Current Situation:
I am currently running a keyword search using multiple keywords in PHP and SQL. The field I'm applying the search to is the title field, which is a 250 VARCHAR field.
A user can input a single keyword, e.g. "apple" or also multiple, e.g. "apple banana yellow". The first option is trivial. For the second option, my current algorithm works like this:
- Try and find items that match the exact entire string "apple banana yellow" in the title. Order the results by index id.
- If no more results matching the exact entire string are found, or if none are found in the first place, search for all titles containing either "apple", "banana", or "yellow". Order the results by index id.
The algorithm is very basic but funny enough works pretty well.
What I'm looking for:
However I am now looking to implement a smarter search algorithm without having to rely on external paid scripts like Amazon services. I'm looking for a way to implement the following:
- fuzzy search (I've read about SOUNDEX or levenshtein which may realize this)

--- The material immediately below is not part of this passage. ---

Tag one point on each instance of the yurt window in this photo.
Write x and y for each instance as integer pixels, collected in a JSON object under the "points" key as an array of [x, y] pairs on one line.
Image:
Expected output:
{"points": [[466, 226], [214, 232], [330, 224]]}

- smarter keyword search (Don't just either return items that match ALL words or JUST A SINGLE WORD, but maybe also 2 words or 3 words before)
- order by relevance/likeness (Order by likeness of the search to the title, and not just the index id)
- (Bonus: maybe even implement search for exact strings, like using " " on google to find exactly the words between the quotation marks)
What is the best way to get started with such a search? I am using InnoDB for MySQL.